Alexa Web Search Platform Released
Philipp Lenssen writes "Amazon's Alexa is releasing their search index (the same that powers the Wayback Machine) to developers via their new Alexa Web Search Platform. The Alexa framework is not for the weak of heart -- expect to learn how to use their C API, and expect to pay micro-amounts for requests and CPU cycles used -- but it also seems to be more powerful than the rival APIs from Yahoo and Google."
Nothing they try to hide deep down in some obscure EULA or anything. Sure, it's about collecting data, but there's a difference between collecting data, and collecting data by spying. The former is about doing it visibly, the other trying to hide it.
Besides, technically speaking, I'm not sure one should call a business model or an online service "spyware" anyway, as it's usually a term used for client-side software often piggybacking on another tool, that secretly phones home by using an internet connection.
Beware: In C++, your friends can see your privates!
The diffences are major. Google's API gives access to search results or allows you to execute searches that can already be done through a browser. With G's API you can build apps like Gizoogle and Google Rank Checker. Alexa's API goes beyond allowing users to execute search queries by giving up the content within the index. This is big news for anyone interested in building their own index or accessing content for other sites.

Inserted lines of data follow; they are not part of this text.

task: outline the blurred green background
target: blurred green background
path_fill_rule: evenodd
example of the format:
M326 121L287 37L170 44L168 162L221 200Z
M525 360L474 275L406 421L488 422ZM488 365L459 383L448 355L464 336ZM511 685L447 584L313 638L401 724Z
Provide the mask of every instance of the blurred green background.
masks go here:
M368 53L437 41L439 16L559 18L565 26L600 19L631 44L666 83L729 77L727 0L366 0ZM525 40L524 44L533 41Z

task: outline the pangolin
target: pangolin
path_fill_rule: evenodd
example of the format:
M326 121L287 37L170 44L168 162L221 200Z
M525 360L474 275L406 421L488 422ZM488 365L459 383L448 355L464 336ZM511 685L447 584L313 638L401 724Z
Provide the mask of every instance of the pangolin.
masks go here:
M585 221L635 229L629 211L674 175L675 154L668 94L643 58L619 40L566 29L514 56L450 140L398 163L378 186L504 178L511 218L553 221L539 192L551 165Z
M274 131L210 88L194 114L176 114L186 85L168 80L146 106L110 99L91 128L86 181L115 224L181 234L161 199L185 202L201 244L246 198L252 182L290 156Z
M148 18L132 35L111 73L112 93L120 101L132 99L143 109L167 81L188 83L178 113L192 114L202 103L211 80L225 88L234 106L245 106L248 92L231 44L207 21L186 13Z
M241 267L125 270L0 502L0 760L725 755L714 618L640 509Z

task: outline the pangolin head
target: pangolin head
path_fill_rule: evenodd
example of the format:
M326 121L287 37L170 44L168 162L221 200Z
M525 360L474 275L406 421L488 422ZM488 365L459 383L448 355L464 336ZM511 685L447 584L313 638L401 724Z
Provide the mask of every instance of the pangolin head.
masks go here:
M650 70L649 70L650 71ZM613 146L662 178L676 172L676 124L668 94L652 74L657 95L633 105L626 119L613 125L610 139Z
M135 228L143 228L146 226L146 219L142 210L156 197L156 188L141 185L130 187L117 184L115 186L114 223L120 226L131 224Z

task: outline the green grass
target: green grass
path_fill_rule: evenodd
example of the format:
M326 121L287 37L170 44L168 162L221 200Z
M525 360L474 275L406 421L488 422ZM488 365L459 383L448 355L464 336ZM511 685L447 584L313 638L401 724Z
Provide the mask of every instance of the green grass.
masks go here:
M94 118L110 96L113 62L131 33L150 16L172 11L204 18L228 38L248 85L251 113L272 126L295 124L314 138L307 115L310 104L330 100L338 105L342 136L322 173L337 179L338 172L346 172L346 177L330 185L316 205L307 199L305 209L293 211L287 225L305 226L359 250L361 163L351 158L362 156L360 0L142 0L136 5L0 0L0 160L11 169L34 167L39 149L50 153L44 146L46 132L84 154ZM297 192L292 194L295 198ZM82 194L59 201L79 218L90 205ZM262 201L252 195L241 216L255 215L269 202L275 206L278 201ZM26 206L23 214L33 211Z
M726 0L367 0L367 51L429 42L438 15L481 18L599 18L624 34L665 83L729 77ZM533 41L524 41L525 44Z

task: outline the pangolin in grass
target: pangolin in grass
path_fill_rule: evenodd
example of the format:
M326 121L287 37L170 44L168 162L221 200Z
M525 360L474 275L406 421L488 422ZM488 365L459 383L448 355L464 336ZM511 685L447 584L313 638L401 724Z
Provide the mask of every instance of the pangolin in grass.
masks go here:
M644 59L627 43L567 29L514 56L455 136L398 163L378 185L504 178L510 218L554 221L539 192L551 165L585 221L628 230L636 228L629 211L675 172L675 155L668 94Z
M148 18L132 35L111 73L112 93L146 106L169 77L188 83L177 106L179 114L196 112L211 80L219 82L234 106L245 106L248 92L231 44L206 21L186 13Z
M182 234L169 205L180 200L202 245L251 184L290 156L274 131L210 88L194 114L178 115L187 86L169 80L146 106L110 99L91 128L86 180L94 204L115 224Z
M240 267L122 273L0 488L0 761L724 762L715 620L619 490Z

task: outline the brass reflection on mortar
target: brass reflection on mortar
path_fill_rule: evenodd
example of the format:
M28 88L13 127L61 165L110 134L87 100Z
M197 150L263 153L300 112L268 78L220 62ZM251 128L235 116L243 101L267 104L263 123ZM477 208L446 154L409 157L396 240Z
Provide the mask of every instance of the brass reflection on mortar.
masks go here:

Someone can download billions of pages for several thousand dollars then use that to build their own search engine. Another user could be to mine the web for content such as email addresses(which would be bad). Alexa's announcement is a big shift and was bound to happen. Instead of getting crumbs from Yahoo & Google, they're giving up huge chunks of juicy data.
Ah, our old friends at Alexa ... the ones who brought us the wonderfully flawed page ranking system that is based on data fed back from their IE plugin that records what pages you visit and builds rankings out of them. A quick review of their "top ranked sites" includes advertising providers like Doubleclick, and spyware providers like Claria. Depending upon the functionality of someone's IE browser is fatally flawed.
Tired of FB/Google censorship? Visit UNCENSORED!
Why is it spyware anymore than the Google Toolbar with Pagerank on, or for that matter the fact that there are google bugs all over the internet? Alexa is not bundled with anything and is very easy to unistall (use add remove programs).
It seems some people (especially the author of the cited article) missed some very important points:
1. You have access to more than just the index - you have access to the crawled data, which is about 300 Terabyte. So, if you want to do something with the pages, you don't have to download them, you don't have to rely, that they are there - you can use the crawled data to do whatever you want.
2. The processing does not take place on your machine, but on the provided infrastructure. There is a Web-Interface, so you can administer your account, your jobs etc. You do not download any software from Alexa. You get an account on their Linux cluster and there you can compile and run your own arbritrary applications. You are able to provide these results in form of Amazon Web Services.
So, this is much more than Google, MSN or Yahoo offer, it's hard even to compare those services. Alexa is a complete different beast, and it's a huge beast.